Mme Laurence Maillart-Méhaignerie, rapporteure pour avis. Même avis.

La commission rejette l’amendement.

Elle examine ensuite l’amendement CD198 de M. François-Michel Lambert.

M. François-Michel Lambert. Il s’agit encore d’une taxe, une de plus !

M. Stéphane Travert, ministre de l’agriculture et de l’alimentation. Même avis que précédemment.

Suivant l’avis défavorable de la rapporteure pour avis, la commission rejette l’amendement.

Elle examine ensuite l’amendement CD197 de M. François-Michel Lambert.

M. François-Michel Lambert. C’est la dernière taxe que j’aie repérée…

M. Stéphane Travert, ministre de l’agriculture et de l’alimentation. Je vous propose de retravailler ces amendements, avant que nous ne nous retrouvions à l’automne pour les examiner.

Suivant l’avis défavorable de la rapporteure pour avis, la commission rejette l’amendement.

Article additionnel après l’article 11
(articles L.1 et L.111-2 du code rural et de la pêche maritime)
Objectif de 15 % de surface agricole utile affectée à la production biologique

La commission examine les amendements identiques CD302 de la rapporteure pour avis et CD264 de Mme Sandrine Le Feur.

Mme Laurence Maillart-Méhaignerie, rapporteure pour avis. Le présent amendement vise à fixer, parmi les objectifs prioritaires de la politique en faveur de l’agriculture et de l’alimentation et de la politique d’aménagement rural, la réalisation de l’objectif de 15 % de surface agricole utile (SAU) affectée aux modes de production biologiques, tel qu’il a été annoncé dans le cadre du prochain plan Ambition bio.

Il est en effet important, voire urgent, d’inscrire dans le code rural cet objectif essentiel des politiques en faveur de l’agriculture et de l’alimentation, ainsi que d’aménagement et de développement durable de l’espace rural.

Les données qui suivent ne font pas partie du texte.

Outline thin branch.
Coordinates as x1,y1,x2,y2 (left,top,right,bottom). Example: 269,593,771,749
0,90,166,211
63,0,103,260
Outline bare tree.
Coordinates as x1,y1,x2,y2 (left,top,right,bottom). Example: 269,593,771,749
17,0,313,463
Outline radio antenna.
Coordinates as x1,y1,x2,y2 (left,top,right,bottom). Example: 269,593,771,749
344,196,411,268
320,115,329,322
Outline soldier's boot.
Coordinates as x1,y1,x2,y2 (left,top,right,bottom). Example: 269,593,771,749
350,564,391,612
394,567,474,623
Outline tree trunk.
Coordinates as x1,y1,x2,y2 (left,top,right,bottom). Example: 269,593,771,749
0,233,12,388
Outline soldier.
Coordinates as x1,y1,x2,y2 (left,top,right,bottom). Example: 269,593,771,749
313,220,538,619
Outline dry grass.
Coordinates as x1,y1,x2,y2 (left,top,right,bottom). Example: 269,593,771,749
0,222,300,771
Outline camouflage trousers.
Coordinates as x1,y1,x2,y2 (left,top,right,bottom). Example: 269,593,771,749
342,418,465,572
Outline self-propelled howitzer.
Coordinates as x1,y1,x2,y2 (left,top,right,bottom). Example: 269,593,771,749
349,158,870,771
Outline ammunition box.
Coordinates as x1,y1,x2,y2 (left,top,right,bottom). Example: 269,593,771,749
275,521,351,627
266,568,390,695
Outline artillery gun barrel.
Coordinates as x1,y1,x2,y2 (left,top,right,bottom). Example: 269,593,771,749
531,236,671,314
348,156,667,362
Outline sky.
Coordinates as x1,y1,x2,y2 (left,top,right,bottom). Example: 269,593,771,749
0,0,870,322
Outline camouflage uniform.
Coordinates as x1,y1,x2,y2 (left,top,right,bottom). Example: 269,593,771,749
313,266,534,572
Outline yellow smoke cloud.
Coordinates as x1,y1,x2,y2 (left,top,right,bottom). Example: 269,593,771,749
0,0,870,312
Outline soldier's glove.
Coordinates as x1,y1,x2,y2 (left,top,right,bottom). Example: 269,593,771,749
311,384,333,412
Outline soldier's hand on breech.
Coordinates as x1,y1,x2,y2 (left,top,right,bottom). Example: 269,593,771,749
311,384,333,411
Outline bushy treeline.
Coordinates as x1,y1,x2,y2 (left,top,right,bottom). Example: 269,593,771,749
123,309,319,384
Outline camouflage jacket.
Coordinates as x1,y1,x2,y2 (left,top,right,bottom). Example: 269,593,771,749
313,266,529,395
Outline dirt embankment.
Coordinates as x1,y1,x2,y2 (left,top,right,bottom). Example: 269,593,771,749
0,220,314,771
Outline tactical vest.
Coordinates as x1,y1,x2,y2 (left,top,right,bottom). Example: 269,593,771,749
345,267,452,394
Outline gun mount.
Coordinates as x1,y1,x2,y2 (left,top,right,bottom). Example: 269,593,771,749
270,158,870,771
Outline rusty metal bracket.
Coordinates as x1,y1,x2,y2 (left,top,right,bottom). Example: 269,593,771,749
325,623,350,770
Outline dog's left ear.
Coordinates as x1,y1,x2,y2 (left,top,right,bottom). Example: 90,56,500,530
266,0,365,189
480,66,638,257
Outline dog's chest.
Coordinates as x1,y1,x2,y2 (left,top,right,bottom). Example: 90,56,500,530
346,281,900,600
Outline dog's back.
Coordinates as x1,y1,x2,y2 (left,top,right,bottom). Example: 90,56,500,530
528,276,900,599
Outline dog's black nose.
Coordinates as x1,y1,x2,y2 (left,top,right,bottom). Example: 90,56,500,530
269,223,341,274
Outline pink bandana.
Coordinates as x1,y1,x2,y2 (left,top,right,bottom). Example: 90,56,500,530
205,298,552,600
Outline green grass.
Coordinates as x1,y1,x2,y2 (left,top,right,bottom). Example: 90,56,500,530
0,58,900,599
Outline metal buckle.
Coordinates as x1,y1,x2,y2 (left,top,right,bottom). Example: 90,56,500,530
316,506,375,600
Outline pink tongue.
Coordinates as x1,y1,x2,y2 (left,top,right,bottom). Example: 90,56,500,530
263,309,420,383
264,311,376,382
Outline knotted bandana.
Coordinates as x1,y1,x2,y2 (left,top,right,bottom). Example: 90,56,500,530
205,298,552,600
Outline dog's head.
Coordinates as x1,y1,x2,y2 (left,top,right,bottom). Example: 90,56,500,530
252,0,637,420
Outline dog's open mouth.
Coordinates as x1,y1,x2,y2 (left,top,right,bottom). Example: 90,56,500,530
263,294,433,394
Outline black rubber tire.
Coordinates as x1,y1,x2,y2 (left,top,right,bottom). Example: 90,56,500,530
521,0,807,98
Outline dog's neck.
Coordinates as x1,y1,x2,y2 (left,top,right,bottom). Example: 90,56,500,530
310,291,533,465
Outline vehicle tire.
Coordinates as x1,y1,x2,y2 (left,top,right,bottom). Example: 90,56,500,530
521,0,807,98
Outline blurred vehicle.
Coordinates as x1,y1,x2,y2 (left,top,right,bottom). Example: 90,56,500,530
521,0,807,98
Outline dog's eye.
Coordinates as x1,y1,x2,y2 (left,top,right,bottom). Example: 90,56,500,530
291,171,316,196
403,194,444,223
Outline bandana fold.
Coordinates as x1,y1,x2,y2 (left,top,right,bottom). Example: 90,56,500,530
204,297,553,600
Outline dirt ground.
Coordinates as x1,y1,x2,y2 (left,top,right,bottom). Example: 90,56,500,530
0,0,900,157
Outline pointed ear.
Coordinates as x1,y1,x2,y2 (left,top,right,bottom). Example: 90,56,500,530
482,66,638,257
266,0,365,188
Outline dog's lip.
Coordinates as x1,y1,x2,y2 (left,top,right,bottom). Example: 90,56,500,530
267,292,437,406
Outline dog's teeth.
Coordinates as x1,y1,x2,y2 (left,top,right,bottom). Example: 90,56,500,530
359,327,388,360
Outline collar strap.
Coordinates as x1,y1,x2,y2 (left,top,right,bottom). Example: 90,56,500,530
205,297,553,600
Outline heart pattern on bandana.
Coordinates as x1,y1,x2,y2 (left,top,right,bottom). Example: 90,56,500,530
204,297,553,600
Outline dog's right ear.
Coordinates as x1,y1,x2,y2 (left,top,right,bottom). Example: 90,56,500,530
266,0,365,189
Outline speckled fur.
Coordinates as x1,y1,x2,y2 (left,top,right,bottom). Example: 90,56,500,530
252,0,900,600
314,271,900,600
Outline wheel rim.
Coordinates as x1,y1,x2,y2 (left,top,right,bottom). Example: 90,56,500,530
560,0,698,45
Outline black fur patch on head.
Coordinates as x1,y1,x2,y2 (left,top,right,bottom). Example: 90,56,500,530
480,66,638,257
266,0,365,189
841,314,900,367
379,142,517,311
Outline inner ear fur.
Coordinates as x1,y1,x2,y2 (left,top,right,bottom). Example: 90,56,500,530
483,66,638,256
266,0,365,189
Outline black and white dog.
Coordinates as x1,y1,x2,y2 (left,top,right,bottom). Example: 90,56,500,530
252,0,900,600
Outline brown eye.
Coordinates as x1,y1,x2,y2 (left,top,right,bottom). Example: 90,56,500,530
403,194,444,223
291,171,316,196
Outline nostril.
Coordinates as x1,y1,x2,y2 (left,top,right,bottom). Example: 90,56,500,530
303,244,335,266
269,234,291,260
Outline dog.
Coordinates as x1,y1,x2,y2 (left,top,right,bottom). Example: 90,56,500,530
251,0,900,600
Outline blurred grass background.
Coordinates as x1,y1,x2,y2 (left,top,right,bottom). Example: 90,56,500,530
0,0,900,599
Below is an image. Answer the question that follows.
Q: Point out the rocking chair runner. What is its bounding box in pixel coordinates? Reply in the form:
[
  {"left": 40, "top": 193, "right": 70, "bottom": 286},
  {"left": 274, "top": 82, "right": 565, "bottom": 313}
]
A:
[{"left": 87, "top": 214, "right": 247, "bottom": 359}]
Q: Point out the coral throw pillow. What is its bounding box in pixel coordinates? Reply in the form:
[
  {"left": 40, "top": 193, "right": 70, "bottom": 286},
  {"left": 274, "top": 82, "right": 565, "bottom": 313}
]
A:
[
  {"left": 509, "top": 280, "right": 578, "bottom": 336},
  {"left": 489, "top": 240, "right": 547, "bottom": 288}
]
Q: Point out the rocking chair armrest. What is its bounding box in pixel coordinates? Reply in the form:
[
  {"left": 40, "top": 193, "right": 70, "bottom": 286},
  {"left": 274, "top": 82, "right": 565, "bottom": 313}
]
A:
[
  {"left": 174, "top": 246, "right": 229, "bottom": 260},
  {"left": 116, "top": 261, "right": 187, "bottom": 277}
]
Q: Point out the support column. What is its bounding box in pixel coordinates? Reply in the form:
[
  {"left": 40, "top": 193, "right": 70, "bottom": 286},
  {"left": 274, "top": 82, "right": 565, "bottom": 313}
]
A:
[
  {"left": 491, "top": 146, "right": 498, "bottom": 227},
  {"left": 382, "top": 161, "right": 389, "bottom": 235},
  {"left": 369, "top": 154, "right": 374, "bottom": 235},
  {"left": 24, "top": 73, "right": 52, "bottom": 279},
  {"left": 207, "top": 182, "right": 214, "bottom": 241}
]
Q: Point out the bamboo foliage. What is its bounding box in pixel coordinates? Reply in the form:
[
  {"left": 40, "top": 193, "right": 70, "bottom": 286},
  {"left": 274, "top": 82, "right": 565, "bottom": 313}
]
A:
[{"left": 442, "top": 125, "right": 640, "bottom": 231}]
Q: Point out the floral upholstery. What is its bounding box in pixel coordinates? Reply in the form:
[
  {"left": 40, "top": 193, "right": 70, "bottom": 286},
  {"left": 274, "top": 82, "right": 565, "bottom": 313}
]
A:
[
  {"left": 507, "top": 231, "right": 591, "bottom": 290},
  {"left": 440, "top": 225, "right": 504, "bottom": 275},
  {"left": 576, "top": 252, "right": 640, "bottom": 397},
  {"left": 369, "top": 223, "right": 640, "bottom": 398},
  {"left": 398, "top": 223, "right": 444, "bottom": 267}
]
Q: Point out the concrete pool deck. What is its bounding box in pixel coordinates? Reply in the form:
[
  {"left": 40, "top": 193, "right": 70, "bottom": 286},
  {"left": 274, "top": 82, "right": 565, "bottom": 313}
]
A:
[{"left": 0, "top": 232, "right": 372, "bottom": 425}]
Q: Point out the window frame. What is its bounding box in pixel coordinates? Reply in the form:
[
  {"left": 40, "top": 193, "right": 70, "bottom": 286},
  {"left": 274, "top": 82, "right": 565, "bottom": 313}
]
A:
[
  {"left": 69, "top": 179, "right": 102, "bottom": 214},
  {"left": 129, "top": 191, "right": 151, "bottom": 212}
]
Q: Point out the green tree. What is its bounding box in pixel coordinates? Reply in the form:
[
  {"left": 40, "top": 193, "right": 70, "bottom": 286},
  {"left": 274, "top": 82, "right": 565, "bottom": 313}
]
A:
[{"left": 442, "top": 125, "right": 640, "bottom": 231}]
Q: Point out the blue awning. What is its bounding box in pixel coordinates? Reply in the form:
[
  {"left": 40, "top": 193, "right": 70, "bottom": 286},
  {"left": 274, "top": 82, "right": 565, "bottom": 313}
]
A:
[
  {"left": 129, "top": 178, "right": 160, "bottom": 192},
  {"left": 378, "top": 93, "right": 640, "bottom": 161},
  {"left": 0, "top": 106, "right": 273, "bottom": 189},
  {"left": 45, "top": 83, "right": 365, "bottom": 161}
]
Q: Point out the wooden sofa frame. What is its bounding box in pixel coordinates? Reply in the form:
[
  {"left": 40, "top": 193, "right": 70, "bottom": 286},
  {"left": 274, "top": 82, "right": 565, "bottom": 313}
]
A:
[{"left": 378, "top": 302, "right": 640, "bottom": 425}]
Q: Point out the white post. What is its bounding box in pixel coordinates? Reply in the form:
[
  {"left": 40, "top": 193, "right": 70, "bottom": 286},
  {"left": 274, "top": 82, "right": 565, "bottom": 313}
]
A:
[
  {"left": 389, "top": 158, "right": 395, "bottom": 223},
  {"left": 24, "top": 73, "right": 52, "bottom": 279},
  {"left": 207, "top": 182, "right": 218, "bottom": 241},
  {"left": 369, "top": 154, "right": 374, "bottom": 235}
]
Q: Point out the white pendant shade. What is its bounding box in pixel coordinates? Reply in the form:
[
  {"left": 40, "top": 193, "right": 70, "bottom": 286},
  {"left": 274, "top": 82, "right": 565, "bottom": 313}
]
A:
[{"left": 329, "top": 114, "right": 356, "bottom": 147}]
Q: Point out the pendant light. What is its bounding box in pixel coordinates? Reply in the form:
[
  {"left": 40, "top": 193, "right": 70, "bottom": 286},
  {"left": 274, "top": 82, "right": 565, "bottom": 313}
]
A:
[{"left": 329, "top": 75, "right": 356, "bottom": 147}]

Mme Célia de Lavergne. Notre amendement porte un message politique fort. Il semble essentiel au groupe La République en Marche. Par cohérence avec l’article 11, qui a étendu au secteur privé les dispositions relatives à la restauration publique, il est important d’inscrire dans la loi un objectif clair et chiffré sur la part de SAU affectée aux modes de production biologiques.

J’y vois trois raisons essentielles. D’abord, nous devons répondre à l’attente très forte et très claire des consommateurs en ce domaine. Ensuite, la production biologique, qui crée de la valeur ajoutée et des emplois tout en préservant les écosystèmes et en rémunérant nos agriculteurs, est la clé de la transition agricole. Enfin, cet objectif est accessible. Il a déjà été atteint ailleurs : 20 % en Autriche, 17 % en Suède, 15 % en Estonie. Le Président de la République s’est engagé en ce sens dans un discours tenu le 18 février 2018 devant les jeunes agriculteurs. Pour fixer, au 31 décembre 2022, l’objectif de 15 % de surface agricole utile affectée aux modes de production biologiques, il s’agit seulement de modifier deux articles du code rural : l’article L. 1 et l’article L. 111-2.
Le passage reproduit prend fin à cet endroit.